Happy as the smaller twin was to earn his first state title, he said it was only mission half accompished.

"Jordan's got to get it done," Jacob said. "I'm praying for him."

Jordan Decatur was his normal dominant self in the early rounds. He opened with a 15-0 technical fall over Western Brown's Tanner Donathan, followed by an 8-0 win over Claymont's Maxx Peters in the quarterfinals.

In the semifinal, Jordan had a bit of a backyard battle on his hands, as he faced Woodridge's David Massey. Decatur left no doubt, pinning Massey in 1:49.

"I'm just excited," Jordan said. "Jacob and I have been competing against each other all our lives. We finally have a chance to accomplish our dreams."

Unlike Jacob, who faced McComas for the first time in final, Jordan had to deal with his nemesis in the final -- Canal Fulton Northwest's Hunter Kosco. Given the fact that Kosco pinned Jordan in the finals at the Alliance districts, Bergen said a change of strategy was in order.

"We wanted to be a lot more tactical in our offense, instead of usual when Jordan just shoots and shoots," Bergen said. "We wanted to snap his head and go behind. We were attacking the head the whole time."

"This time, I knew I had to try something different," Jordan said. "Everybody who I was sparring with this week, they were wrestling just like Hunter."

Although Jordan gave up the first takedown of the match, he escaped and the strategy seemed to work from then on. Jordan scored a takedown late in the first period and Kosco escaped, making it 3-3 after one period.

Starting from the down position in the second period, Jordan scored a reversal before Kosco escaped. Jordan then hit a huge takedown at the end of the second period, which nearly saw Kosco land on his head.

"It just happened," Jordan said. "I got behind him and he tried to Gamby out of it. He just landed that way."

Up 7-4 after two periods, Jordan allowed Kosco to escape early in the third. Although he admitted he was paying defense late in the third period and was called twice for stalling, Jacob hung on for a 7-6 win and his first state title.

Once off the mat, Jordan was hugged by his cousin Skyler Decatur, who had placed eighth in Division I at 132 pounds for Akron Ellet.

CVCA had hoped that junior 113-pounder Matt Cardello also could reach the finals, but he finished one win shy of that goal.

"We're such a tight knit group. It feels like something's not right that Matt didn't make the finals," Bergen said. "The twins told me 'Coach, we're happy, but were sad that Matt's not there.'"

Cardello dominated his first two matches, beating Kenton Ridge's Bryce Davis by a 17-0 technical fall and beating Napoleon's Charley Bohls 9-2 in the quarterfinals.

In the semifinals, however, Cardello ran into Circleville's Nate Keaton.
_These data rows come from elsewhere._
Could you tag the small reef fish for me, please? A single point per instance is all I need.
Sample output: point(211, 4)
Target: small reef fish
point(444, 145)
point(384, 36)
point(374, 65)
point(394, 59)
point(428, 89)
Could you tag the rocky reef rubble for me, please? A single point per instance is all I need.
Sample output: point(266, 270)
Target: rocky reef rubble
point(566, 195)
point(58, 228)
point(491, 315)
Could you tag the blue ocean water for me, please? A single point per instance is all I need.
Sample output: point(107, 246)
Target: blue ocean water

Keaton was able to tilt Cardello onto his back in the third period and score a 4-2 win. Keaton went on to win the 113-pound title.
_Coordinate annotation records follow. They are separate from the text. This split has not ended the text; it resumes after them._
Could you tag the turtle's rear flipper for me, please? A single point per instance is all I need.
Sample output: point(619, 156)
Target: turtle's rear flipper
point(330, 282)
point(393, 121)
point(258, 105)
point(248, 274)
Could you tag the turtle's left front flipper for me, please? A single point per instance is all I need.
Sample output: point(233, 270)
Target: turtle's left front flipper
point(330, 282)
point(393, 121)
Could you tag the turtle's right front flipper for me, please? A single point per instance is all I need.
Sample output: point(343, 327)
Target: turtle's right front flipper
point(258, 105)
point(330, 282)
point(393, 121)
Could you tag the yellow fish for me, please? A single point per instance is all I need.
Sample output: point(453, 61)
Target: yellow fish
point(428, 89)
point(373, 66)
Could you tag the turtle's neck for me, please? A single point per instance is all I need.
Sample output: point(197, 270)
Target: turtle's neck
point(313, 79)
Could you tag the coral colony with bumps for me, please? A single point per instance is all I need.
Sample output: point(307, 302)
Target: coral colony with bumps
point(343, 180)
Cardello rebounded well from the loss, beating Steubenville's Tim Young 11-5 in the consolation semifinals. In the third-place match, Cardello went to overtime with Western Brown's Brandon Lucas, but scored the winning takedown in the sudden victory period to win 4-2 and take third place.

CVCA also had freshman 220-pounder Breslin Walker compete at state, but he finished 1-2 and off the podium.
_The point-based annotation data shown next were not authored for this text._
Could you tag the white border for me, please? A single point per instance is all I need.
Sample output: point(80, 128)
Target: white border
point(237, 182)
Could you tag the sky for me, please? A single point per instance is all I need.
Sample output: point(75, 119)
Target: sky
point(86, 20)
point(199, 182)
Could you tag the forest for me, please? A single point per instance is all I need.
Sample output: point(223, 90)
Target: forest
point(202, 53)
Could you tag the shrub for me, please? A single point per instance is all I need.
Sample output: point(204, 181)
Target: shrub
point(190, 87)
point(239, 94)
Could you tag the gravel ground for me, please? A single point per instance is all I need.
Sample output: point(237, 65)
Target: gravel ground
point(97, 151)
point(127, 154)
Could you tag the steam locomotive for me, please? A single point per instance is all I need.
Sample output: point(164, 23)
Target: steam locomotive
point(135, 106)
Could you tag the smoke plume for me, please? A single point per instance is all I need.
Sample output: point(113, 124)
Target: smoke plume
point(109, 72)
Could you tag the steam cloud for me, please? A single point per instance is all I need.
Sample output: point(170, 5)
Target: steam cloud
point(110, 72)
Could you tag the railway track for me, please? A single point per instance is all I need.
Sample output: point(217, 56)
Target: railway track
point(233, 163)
Walker lost his opening match 3-0 to Norwalk's Abdullah Silmi, but rebounded with an 8-5 win over River Valley's Breslin Walker. However, Walker was eliminated with a 7-3 loss to Steubenville's Drone Moore.

Given that he was only freshman at 220 pounds in Division II, Bergen was not worried about Walker's future.

"He's so driven," Bergen said. "We're already planning our offeseason workouts. He's beaten juniors and seniors to get here."